Casi al unísono estaremos de acuerdo en que el otoño suele arribar precedido de olores inconfundibles. Madera húmeda o cortezas mojadas, sí, huele como a ramas hechas de lluvia, y siempre será la estación más bienoliente de todas, no nos cabrá ninguna duda. Por cierto, qué difícil resultará describir sus efluvios a los nacidos en el Golfo de México, allá donde el trópico es brisa y sarpullidos permanentes. Distraído sobre las banquetas de las charlas de mis amigos —uno argentino, el otro uruguayo (que no es lo mismo pero es igual, diría Silvio Rodríguez)—, en voz alta renunciaremos a la elegancia del término “efluvio”; para simplificarlo, acudiremos a sinónimos más cotidianos, a vocablos como “emanación” o “esencia”, siquiera “fragancia”, y, ante las dudas de la palabra “almizcle”, entenderemos que los ciclos boreales se han hecho nuestros gracias a los diccionarios hispánicos.

Picará nuestra curiosidad este barrio habitado por los transterrados del subcontinente indio, también de Paquistán, de Sri Lanka o de Bangladesh. Sus miradas y sus restaurantes irán del inglés al hindi, del sánscrito al francés, del bengalí al punjabi, tal es el vaivén lingüístico más cotidiano en el sector, y está muy bien que así sea. Reflexionaré, además, que en esta parte de la ciudad siempre seremos un “país de países”, un mosaico de pronunciaciones, y los tres nos perderemos en una pequeña multitud de turbantes, negros, anaranjados, amarillos, adolescentes de mirada traviesa, mujeres vestidas con el “sari” tradicional, y después caminaremos hacia el parque Jarry donde la tarde aún arrojará sus claridades sobre unos jardines de apariencia interminable.
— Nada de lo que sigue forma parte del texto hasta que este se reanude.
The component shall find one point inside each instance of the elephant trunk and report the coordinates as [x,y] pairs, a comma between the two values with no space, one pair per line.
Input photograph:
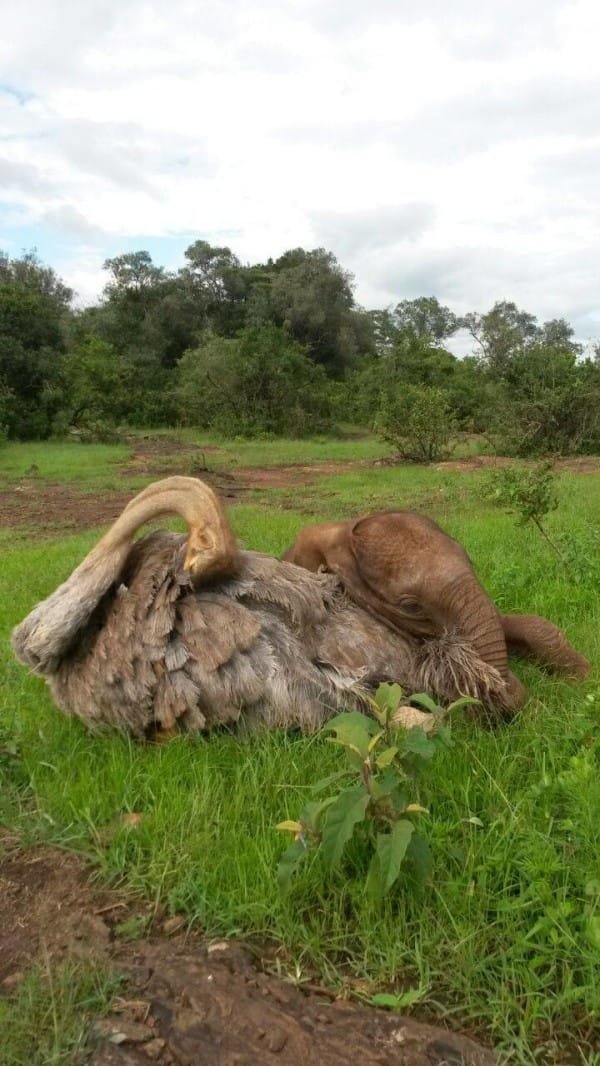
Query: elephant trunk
[465,606]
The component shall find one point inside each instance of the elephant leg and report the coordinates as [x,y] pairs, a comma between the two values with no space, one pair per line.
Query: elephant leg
[528,634]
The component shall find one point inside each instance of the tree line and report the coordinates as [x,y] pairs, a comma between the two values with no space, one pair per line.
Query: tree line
[282,348]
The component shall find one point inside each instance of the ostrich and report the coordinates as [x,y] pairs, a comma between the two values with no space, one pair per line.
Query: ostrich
[177,631]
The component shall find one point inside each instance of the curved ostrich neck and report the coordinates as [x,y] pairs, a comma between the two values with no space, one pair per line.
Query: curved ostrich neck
[187,497]
[50,629]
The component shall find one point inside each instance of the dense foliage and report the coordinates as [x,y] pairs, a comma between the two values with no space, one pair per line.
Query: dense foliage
[281,348]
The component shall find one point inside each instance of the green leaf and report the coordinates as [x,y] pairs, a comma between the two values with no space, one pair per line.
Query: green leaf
[353,730]
[326,781]
[422,699]
[384,785]
[347,809]
[417,742]
[388,696]
[419,855]
[289,861]
[386,757]
[390,851]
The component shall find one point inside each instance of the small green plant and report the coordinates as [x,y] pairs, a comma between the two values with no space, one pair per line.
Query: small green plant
[384,757]
[529,493]
[417,421]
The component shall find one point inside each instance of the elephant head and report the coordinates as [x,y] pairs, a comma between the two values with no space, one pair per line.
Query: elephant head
[403,568]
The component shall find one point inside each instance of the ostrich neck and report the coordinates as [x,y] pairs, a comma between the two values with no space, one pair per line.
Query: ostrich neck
[52,627]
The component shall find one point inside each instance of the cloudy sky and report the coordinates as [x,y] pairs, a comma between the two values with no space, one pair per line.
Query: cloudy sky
[437,148]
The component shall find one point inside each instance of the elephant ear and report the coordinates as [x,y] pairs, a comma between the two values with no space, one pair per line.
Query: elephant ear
[380,545]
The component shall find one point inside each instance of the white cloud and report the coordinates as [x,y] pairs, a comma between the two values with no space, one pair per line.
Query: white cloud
[434,147]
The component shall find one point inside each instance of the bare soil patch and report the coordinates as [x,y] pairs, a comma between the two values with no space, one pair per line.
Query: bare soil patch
[294,474]
[185,1000]
[57,507]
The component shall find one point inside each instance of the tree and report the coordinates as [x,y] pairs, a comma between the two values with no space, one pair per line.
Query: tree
[260,382]
[216,278]
[417,421]
[34,308]
[98,383]
[500,333]
[312,296]
[425,318]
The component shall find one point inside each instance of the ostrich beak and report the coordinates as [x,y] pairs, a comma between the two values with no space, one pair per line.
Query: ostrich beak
[206,555]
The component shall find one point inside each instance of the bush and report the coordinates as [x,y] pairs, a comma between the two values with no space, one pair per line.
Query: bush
[417,421]
[259,382]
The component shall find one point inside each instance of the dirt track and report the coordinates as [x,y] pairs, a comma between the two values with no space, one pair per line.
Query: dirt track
[189,1001]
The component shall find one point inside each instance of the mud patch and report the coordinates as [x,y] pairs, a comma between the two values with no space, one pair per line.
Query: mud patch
[294,475]
[189,1001]
[46,507]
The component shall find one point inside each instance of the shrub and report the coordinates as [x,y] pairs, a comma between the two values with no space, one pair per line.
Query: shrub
[417,421]
[259,382]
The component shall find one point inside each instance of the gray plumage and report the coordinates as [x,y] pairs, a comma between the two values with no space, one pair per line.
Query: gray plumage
[141,647]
Muy al fondo veremos a dos equipos de cricket y los banderines en el césped delimitando un campo circular…, ¿o era ovalado?..., difícil decirlo. El lanzador tomará impulso y la pelota saldrá de su mano como un proyectil de madera, y escucharemos el impacto impresionante del bateador, y no, lo diré sin tapujos, yo no conozco las reglas del cricket, sólo lo esencial, los once jugadores por bando, la cancha redonda y esa franja central de arcilla donde los adversarios se miran de frente en cada lanzamiento. Nos detendremos a contemplar sus uniformes: azul marino, por un lado, rojísimos por el otro, y no veremos asistentes, sólo los jugadores y sus familias a la sombra de un arce monumental. Por accidente invadiremos la zona del juego, y ellos mirarán hacia nosotros con ojos de reproche: perdón, perdón, perdón, gritaremos los tres, avergonzados, y levantaremos la mano en señal de amistad, y también agacharemos la cabeza, y yo me quitaré la cachucha en son de paz, y luego firmaremos un tratado de amistad acercándonos al árbol de las familias numerosas y de los uniformes luminosos y de las mujeres tan sumisas —sus gestos de abnegación me harán pensar mucho en las novelas de Arundhati Roy, y ni modo.

Permaneceremos allí, un buen rato, junto a esos rostros ahora tan complacientes. Como en un subibaja de pronunciaciones, reconoceremos la música del hindi sin entenderlo, y esa será la mejor hora de nuestro sábado, qué digo, el mejor día de un otoño inminente. Además, comenzaremos a entender mejor el cricket, sus dinámicas de “palo y pelota”, sus bateadores y sus lanzadores y sus corredores. Y, sin haber salido nunca de la isla de Montreal de todos los deportes del mundo, realizaremos un viaje imaginario por la “Commonwealth”—la Comunidad Británica de Naciones— donde dicho juego es casi una religión: iremos a las Antillas por el rumbo de Australia, pasaremos por Zimbabue rodeando la India, y desde Inglaterra alguien nos hablará también de Nueva Zelanda y de Sudáfrica, potencias mundiales del cricket.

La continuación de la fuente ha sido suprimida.